Rheder beim Friedensdienst in Mexiko

Seit knapp einem Monat gibt Sebastian Grunden in der Gemeinde Nicolas Flores Englischunterricht, weil ein Lehrer fehlt.
Seit knapp einem Monat gibt Sebastian Grunden in der Gemeinde Nicolas Flores Englischunterricht, weil ein Lehrer fehlt.


RHEDE In der kleinen Pfarrkirche im mexikanischen Bergdorf Nicolas Flores steht ein Adventskranz mit „vier wackeligen Kerzen“. Im Land der Kakteen und Agaven musste Sebastian Grunden lange suchen, bis er ein paar „tannenartige Bäume“ fand, von denen er einige Zweige abschnitt. Daraus bastelte der junge Rheder einen Adventskranz, um zumindest „ein wenig heimischen Adventsbrauch“ ins ferne Mexiko zu holen, wie er in einer E-Mail schreibt. Per Internet hält der Abiturient, der für 14 Monate freiwilligen Friedensdienst leistet, Kontakt in die Heimat.

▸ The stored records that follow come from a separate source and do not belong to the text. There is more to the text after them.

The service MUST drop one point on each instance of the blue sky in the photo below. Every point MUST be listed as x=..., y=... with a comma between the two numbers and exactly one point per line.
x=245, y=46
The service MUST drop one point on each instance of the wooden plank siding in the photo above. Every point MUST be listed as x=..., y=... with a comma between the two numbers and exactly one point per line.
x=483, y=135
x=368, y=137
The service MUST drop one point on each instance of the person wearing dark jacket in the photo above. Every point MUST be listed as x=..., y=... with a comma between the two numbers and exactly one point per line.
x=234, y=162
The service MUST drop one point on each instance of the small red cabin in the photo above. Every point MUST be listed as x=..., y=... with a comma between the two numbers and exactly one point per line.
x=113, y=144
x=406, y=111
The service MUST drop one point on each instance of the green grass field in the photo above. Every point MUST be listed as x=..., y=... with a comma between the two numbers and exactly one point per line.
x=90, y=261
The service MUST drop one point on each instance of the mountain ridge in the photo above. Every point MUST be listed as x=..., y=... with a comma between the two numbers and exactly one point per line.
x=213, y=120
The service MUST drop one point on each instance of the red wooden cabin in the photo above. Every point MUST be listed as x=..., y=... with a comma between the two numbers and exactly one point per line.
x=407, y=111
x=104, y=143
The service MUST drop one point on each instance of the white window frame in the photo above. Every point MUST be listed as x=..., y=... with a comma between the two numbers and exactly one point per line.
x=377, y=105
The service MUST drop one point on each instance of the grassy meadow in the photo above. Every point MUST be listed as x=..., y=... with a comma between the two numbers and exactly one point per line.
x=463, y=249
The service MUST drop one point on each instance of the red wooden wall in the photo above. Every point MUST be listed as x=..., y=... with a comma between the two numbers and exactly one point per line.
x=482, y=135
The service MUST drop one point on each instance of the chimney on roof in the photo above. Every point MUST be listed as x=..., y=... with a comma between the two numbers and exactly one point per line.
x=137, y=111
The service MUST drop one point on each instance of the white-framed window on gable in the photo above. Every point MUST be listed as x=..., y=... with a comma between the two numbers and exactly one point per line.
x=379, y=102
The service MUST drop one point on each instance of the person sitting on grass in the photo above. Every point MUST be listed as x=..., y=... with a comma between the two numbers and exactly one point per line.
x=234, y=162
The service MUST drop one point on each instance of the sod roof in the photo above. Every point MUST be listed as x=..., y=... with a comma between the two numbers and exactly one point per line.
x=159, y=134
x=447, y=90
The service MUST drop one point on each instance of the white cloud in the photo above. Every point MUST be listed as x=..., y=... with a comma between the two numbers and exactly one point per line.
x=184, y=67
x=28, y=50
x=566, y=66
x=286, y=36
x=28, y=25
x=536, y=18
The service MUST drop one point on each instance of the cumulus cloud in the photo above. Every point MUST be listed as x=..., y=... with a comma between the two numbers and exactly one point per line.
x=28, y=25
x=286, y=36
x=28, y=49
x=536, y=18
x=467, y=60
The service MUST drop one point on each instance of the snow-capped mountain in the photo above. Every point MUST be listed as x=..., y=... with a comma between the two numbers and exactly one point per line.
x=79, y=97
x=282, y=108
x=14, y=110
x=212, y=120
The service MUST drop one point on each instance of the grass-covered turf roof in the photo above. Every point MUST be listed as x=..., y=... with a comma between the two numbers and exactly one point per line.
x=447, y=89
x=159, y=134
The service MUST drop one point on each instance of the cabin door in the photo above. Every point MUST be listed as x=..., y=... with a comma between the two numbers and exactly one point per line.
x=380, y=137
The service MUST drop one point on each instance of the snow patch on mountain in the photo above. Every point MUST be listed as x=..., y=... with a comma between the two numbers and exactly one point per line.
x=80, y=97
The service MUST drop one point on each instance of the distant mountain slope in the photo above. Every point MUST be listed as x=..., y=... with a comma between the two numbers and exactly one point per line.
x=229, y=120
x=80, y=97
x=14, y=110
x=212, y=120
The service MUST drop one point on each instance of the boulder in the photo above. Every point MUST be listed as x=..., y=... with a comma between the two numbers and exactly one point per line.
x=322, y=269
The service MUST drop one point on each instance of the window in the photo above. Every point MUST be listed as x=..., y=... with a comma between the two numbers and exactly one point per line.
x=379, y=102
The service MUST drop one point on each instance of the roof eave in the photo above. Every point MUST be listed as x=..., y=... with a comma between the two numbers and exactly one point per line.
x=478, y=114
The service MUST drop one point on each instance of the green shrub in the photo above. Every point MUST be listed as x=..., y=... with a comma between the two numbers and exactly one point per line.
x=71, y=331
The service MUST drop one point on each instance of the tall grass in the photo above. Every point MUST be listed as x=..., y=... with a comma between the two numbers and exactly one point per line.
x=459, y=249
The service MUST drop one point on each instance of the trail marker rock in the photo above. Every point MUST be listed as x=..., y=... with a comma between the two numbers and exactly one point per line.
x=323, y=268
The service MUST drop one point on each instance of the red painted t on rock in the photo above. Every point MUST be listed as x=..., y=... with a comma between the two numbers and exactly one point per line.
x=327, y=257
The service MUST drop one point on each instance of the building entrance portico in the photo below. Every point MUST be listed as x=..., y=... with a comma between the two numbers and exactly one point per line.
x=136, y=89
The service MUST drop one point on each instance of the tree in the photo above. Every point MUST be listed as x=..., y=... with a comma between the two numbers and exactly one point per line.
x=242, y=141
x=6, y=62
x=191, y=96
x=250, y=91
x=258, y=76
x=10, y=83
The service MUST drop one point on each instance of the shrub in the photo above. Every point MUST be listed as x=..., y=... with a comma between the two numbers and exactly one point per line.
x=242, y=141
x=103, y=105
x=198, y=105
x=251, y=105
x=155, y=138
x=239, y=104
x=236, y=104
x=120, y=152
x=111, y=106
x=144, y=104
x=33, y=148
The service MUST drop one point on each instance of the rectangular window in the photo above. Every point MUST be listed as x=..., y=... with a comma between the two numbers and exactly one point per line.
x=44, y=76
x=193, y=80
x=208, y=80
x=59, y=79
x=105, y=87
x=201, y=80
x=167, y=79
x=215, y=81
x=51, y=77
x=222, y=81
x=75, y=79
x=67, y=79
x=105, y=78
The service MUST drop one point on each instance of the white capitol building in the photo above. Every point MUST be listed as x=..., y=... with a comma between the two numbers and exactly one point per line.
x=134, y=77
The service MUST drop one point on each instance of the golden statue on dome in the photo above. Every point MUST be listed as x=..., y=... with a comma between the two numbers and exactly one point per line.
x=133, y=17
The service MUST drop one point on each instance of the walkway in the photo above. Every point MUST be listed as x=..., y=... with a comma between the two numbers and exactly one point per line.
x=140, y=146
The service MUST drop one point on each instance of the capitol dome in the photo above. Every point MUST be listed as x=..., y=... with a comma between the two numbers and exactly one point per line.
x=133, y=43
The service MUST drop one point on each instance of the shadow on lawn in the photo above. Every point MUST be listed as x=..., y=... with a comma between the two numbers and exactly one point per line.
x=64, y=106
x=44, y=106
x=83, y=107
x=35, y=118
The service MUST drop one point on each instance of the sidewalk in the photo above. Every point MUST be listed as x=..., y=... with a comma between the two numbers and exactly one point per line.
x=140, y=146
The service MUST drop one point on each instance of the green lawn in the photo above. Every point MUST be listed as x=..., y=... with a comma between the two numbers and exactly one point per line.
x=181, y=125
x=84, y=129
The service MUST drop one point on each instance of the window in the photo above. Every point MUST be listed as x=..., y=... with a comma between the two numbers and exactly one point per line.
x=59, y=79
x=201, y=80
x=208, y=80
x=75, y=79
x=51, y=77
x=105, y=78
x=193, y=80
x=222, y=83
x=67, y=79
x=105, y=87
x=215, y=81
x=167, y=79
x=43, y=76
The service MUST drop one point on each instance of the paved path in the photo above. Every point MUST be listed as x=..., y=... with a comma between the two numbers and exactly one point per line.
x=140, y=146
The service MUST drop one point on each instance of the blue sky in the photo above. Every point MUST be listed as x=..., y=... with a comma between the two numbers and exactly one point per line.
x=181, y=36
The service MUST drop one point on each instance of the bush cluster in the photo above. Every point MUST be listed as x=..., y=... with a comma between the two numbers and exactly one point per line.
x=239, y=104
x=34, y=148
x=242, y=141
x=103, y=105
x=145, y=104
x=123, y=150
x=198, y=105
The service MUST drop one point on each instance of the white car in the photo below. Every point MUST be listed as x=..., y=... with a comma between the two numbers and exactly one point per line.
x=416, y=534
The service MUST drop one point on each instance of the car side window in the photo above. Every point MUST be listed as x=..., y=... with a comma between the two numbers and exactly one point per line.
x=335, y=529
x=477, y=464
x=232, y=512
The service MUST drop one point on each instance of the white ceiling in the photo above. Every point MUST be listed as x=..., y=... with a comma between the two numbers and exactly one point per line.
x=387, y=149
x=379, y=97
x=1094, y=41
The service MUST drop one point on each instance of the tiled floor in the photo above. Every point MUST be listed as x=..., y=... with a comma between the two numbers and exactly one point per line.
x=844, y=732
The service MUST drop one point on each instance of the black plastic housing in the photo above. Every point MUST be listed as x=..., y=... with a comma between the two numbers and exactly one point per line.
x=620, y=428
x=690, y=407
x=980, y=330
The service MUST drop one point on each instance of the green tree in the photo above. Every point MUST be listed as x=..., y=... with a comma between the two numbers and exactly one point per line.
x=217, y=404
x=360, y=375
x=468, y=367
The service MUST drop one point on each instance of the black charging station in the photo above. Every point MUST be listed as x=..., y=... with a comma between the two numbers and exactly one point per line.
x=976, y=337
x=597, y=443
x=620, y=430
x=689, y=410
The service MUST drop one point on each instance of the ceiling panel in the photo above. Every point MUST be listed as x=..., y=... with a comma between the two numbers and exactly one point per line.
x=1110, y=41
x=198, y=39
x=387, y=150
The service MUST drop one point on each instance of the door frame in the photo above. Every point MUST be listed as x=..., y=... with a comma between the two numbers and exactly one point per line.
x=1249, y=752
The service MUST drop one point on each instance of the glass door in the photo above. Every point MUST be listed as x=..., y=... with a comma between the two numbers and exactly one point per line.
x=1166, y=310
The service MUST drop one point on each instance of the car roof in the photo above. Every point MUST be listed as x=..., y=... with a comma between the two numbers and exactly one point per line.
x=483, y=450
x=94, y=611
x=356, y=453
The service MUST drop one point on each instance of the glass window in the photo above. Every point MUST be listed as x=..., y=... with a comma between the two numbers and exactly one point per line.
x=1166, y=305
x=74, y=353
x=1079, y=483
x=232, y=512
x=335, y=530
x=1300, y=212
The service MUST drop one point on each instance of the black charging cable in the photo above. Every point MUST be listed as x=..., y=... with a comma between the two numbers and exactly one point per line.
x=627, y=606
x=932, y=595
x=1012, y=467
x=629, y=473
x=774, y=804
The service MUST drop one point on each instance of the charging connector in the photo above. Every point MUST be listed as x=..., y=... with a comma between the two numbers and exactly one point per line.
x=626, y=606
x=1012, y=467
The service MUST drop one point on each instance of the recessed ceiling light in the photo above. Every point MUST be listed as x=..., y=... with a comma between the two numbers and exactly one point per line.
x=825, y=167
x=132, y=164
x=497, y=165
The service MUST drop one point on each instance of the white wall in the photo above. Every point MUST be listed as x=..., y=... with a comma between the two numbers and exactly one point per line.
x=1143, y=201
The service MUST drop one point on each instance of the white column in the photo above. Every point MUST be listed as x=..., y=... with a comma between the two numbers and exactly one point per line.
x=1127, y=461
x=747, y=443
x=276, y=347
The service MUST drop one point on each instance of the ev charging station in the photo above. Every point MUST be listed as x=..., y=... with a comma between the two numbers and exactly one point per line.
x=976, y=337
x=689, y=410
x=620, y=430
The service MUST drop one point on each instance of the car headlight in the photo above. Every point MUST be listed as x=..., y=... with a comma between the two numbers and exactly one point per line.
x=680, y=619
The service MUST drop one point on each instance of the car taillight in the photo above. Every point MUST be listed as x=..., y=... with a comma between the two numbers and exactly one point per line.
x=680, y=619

Inzwischen habe er sich dort gut eingelebt, schreibt Sebastian Grunden. Die Leute seien freundlich zu ihm, einige nennen ihn bereits den neuen „Cuidadano“, den neun Bürger. Aber gerade in der Weihnachtszeit sei es nicht leicht, so weit weg zu sein von der Familie, Freunden und Bekannten.


Adventsbräuche, so wie Sebastian Grunden sie von zu Hause kennt, gibt es in Mexiko nicht. Statt Spekulatius und Lebkuchen backen die Leute Plätzchen aus Maismehl. Weihnachten sei für die Mexikaner dennoch wichtig. Der junge Rheder berichtet von einem Brauch namens „posadas“, den die Menschen in Nicolas Flores pflegen. An den neun Tagen vor dem Fest werde jeden Abend in einem anderen Haus die Herbergssuche von Maria und Josef nachgestellt.

Bevor Sebastian Grunden ins Pfarrhaus nach Nicolas Flores in den Bundesstaat Hidalgo zog, verbrachte er sieben Wochen in Guatemala, wo er einen Sprachkurs machte. Inzwischen ist sein Spanisch so gut, „dass ich mich ohne Probleme mit den Leuten auf der Straße unterhalten kann“.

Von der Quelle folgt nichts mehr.